43. No Apology Necessary

43. No Apology Necessary

From Chicken Soup for the Soul: The Power of Forgiveness

No Apology Necessary

Freedom is the oxygen of the soul.

~Moshe Dayan

“How can I forgive someone who refuses to apologize for what he did?” The woman looked around the room as many of us nodded in agreement. One of those bobbing heads belonged to me.

I was sitting in a church basement in a class called Divorce Care. The class was designed to help people get over one of the most hurtful experiences a person can go through, but so far it hadn’t helped me all that much.

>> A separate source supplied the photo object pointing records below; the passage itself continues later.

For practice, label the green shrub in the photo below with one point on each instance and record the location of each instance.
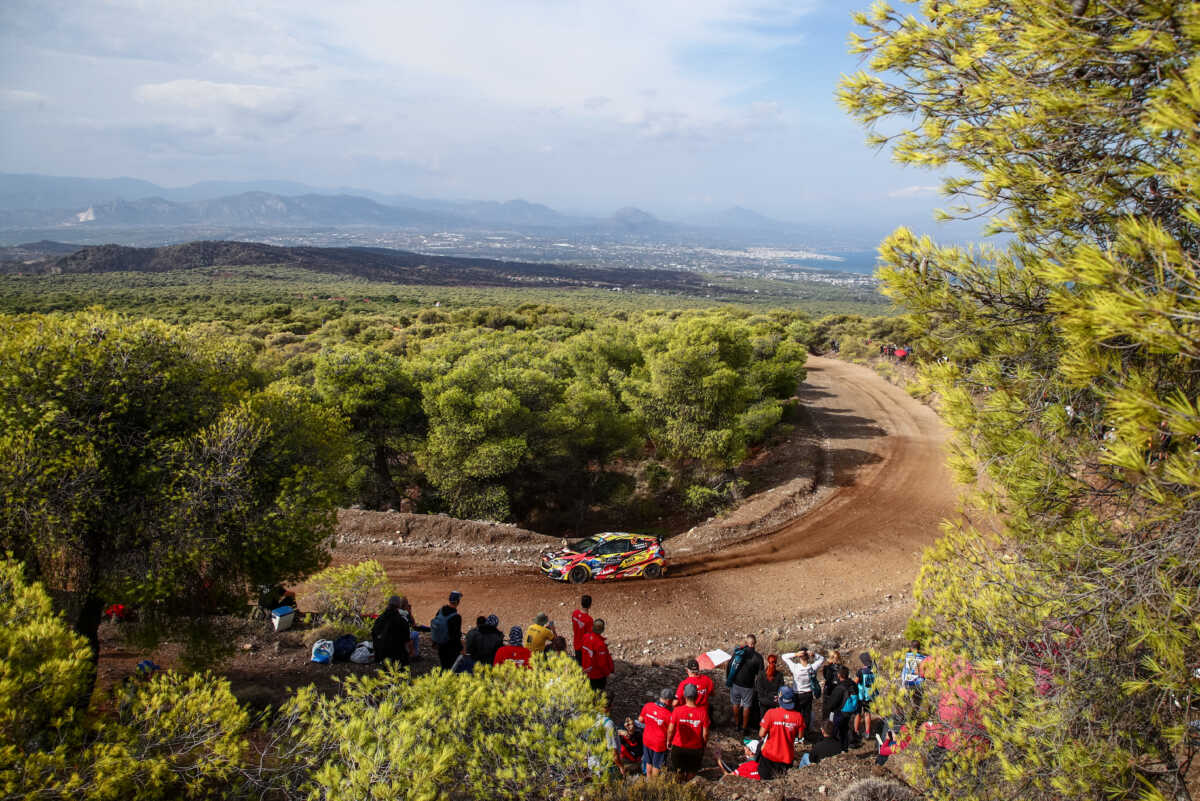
(348, 592)
(504, 733)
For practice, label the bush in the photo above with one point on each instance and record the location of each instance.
(348, 592)
(503, 733)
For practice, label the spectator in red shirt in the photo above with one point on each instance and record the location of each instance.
(780, 728)
(595, 658)
(655, 717)
(688, 734)
(695, 678)
(581, 624)
(514, 651)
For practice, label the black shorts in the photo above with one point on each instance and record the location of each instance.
(687, 760)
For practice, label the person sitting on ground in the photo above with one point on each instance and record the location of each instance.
(514, 651)
(445, 631)
(768, 682)
(414, 646)
(703, 685)
(539, 634)
(748, 769)
(390, 633)
(581, 624)
(485, 640)
(827, 746)
(655, 717)
(597, 660)
(688, 734)
(804, 675)
(780, 728)
(744, 666)
(844, 703)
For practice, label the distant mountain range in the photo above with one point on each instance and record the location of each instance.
(375, 264)
(46, 202)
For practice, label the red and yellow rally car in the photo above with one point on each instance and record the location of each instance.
(607, 555)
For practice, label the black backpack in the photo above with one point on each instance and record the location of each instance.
(343, 646)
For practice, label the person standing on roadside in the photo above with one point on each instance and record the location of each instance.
(695, 678)
(744, 667)
(445, 631)
(780, 728)
(655, 717)
(597, 660)
(688, 734)
(581, 624)
(804, 679)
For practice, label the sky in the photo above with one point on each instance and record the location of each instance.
(678, 107)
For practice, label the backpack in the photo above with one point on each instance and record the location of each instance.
(739, 654)
(343, 646)
(867, 686)
(439, 628)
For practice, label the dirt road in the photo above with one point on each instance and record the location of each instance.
(843, 571)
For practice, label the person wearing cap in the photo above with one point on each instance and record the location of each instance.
(749, 666)
(655, 717)
(539, 634)
(688, 734)
(514, 651)
(695, 678)
(804, 679)
(581, 624)
(447, 631)
(390, 633)
(597, 660)
(485, 640)
(778, 733)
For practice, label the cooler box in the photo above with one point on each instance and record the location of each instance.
(283, 618)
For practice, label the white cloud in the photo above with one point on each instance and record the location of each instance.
(918, 191)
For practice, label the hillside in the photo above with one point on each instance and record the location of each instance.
(376, 264)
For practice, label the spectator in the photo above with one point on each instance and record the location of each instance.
(688, 734)
(844, 703)
(655, 717)
(539, 634)
(445, 631)
(414, 646)
(804, 678)
(581, 624)
(827, 746)
(486, 642)
(514, 651)
(744, 667)
(768, 682)
(748, 769)
(780, 728)
(703, 685)
(597, 660)
(390, 633)
(611, 764)
(865, 680)
(829, 680)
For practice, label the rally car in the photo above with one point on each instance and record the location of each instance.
(607, 555)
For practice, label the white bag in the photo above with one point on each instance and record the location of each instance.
(323, 651)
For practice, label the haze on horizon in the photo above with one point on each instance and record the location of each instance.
(676, 107)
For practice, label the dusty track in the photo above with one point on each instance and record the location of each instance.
(857, 550)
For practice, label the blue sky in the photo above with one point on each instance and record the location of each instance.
(673, 106)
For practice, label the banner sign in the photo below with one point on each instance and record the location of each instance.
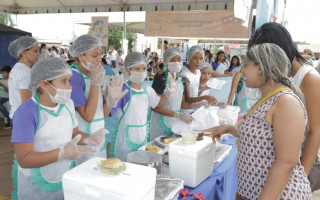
(199, 24)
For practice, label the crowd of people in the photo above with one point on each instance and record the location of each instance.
(58, 110)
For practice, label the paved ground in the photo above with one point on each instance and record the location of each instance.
(6, 160)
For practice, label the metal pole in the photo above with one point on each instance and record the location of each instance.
(162, 45)
(124, 28)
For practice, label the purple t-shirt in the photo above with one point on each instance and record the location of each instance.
(77, 95)
(25, 121)
(122, 102)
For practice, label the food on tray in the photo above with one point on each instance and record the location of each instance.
(189, 138)
(167, 140)
(153, 148)
(112, 166)
(200, 136)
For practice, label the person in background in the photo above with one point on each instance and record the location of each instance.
(192, 74)
(234, 66)
(87, 94)
(44, 53)
(271, 134)
(26, 49)
(220, 65)
(156, 59)
(45, 134)
(113, 57)
(309, 56)
(240, 95)
(163, 117)
(305, 77)
(132, 110)
(206, 73)
(108, 58)
(208, 58)
(120, 59)
(63, 54)
(4, 96)
(151, 69)
(54, 52)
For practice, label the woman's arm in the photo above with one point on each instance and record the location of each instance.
(25, 95)
(189, 99)
(88, 111)
(286, 117)
(311, 91)
(203, 89)
(234, 85)
(28, 158)
(215, 74)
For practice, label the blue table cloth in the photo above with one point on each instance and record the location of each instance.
(222, 183)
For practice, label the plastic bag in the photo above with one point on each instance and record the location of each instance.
(204, 118)
(216, 83)
(167, 187)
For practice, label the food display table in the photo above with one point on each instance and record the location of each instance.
(222, 183)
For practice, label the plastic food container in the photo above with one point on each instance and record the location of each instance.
(86, 182)
(228, 115)
(192, 163)
(146, 158)
(189, 138)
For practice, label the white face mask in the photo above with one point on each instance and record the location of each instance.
(62, 95)
(175, 67)
(137, 77)
(88, 66)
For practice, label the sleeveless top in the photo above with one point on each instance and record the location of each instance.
(257, 153)
(298, 77)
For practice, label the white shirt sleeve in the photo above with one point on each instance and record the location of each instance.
(154, 99)
(70, 106)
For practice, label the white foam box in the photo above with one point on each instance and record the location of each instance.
(229, 115)
(192, 163)
(86, 182)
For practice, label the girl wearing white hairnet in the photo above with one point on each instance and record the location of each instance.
(192, 74)
(163, 118)
(87, 95)
(45, 134)
(25, 49)
(133, 109)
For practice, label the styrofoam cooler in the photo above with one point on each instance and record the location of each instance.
(228, 115)
(192, 163)
(85, 182)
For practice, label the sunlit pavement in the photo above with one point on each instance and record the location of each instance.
(6, 160)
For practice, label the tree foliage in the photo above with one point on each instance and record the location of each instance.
(6, 19)
(115, 38)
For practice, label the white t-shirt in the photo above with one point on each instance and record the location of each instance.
(120, 59)
(194, 80)
(54, 54)
(44, 54)
(222, 68)
(19, 79)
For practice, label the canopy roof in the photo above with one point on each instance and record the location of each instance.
(8, 29)
(79, 6)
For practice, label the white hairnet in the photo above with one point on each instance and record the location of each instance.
(25, 42)
(135, 59)
(83, 44)
(193, 50)
(48, 69)
(169, 53)
(204, 65)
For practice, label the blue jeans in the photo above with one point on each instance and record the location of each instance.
(4, 110)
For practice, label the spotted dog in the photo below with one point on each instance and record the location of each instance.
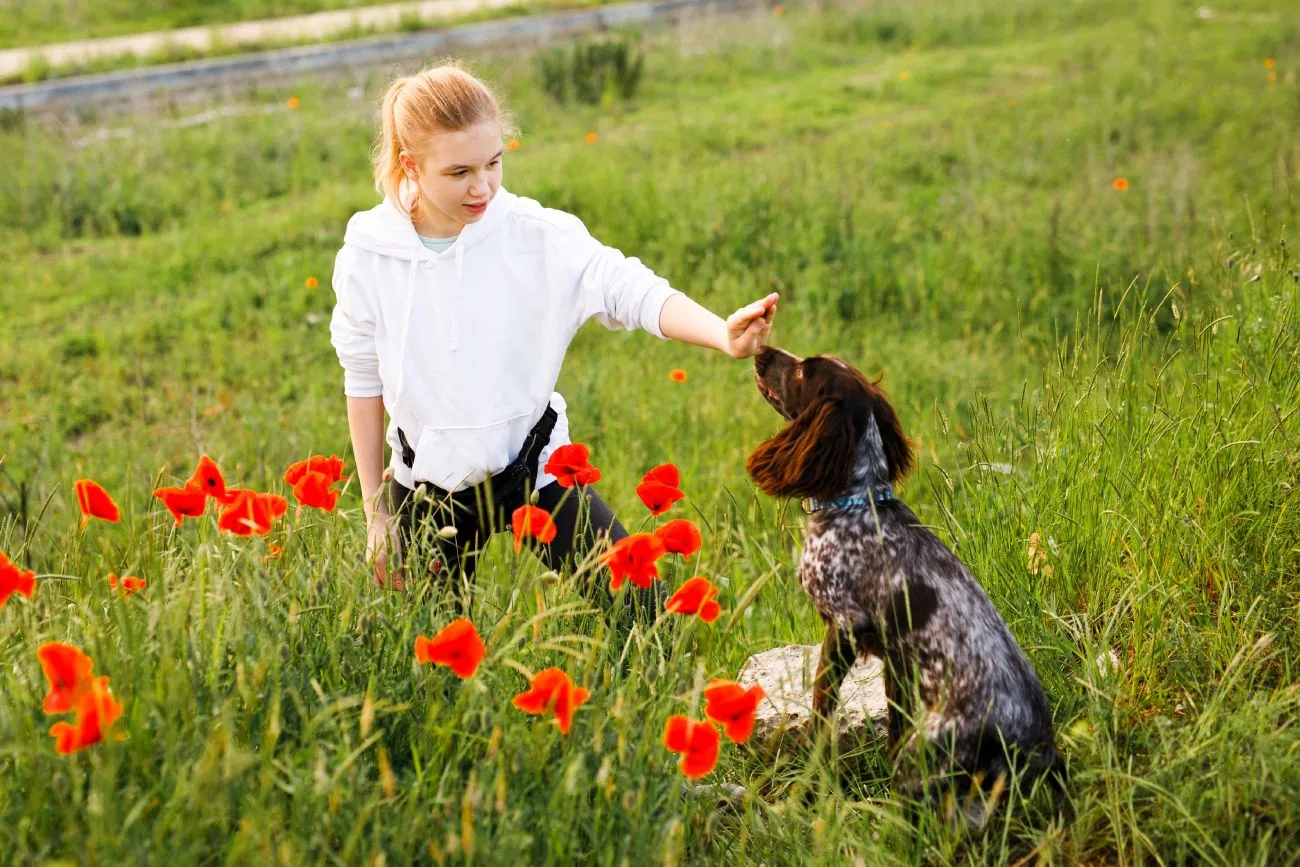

A few months before, my ten-year marriage had ended with the stereotypical “I love you, but I’m not in love with you.” This bombshell was dropped in a telephone call on a Tuesday morning, four days before Christmas.

It was positively brutal. And when friends began telling me they’d seen my husband out to dinner with another woman, my pain turned into anger.

I’d tried to force him to admit he’d cheated on me, but he insisted he’d met her a few weeks after our split. I didn’t believe him. “Don’t you even feel bad for what you did to me?” I’d ask. “Don’t you think you owe me an apology?”

“You want an apology?” he’d answered. “Okay, here goes: I’m really sorry that you failed to make me happy in our marriage. I’m sorry that your constant concern for our children and negligence toward me made me feel like a fifth wheel in my own home. I’m sorry that you are a poor excuse for a wife and you left me no choice but to leave you.”

“Just because a sentence begins with the words ‘I’m sorry’ does not make it an apology,” I said, barely hanging onto my composure.

“Well, I’m sorry that you aren’t willing to take responsibility for the failure of our marriage,” he said. “Because it is your fault.”

I hung up and dissolved into tears.

To this day, those words are the only “apology” I’ve ever been given for ending a ten-year marriage that produced two children. My fatal mistake, it seemed, had been loving my children too much.

And now I sat in a church basement listening to Matt, the leader of the Divorce Care class, tell the wounded souls that they needed to forgive the person who’d hurt them the most.

How? How was I supposed to forgive someone who refused to apologize?

“Forgiveness isn’t about the other person,” Matt said. “It’s about you.”

“But he’s never apologized for what he did to me,” Kim, the lady with the original question, said.

“Does your ex-husband care if you’re angry with him?” Matt asked her.

Kim folded her arms across her chest. “No, he’s too busy taking his new girlfriend out on the town.”

I could relate to that.

“How long have you been divorced?”

“Five years.”

“And how long after your divorce did your ex-husband move on with his life?”

Kim snorted. “About seven minutes.”

“And how long did it take you to move on?”

“I still haven’t,” Kim answered quietly. “That’s why I’m here.”

“What steps have you taken to get past your divorce and move on with your life?”

Kim shrugged. “I can’t move on because I’m still so angry at my ex-husband. He has never apologized for what he did.”

“We’ve already established that your ex doesn’t care that you’re mad at him. So, Kim, who is your anger hurting?”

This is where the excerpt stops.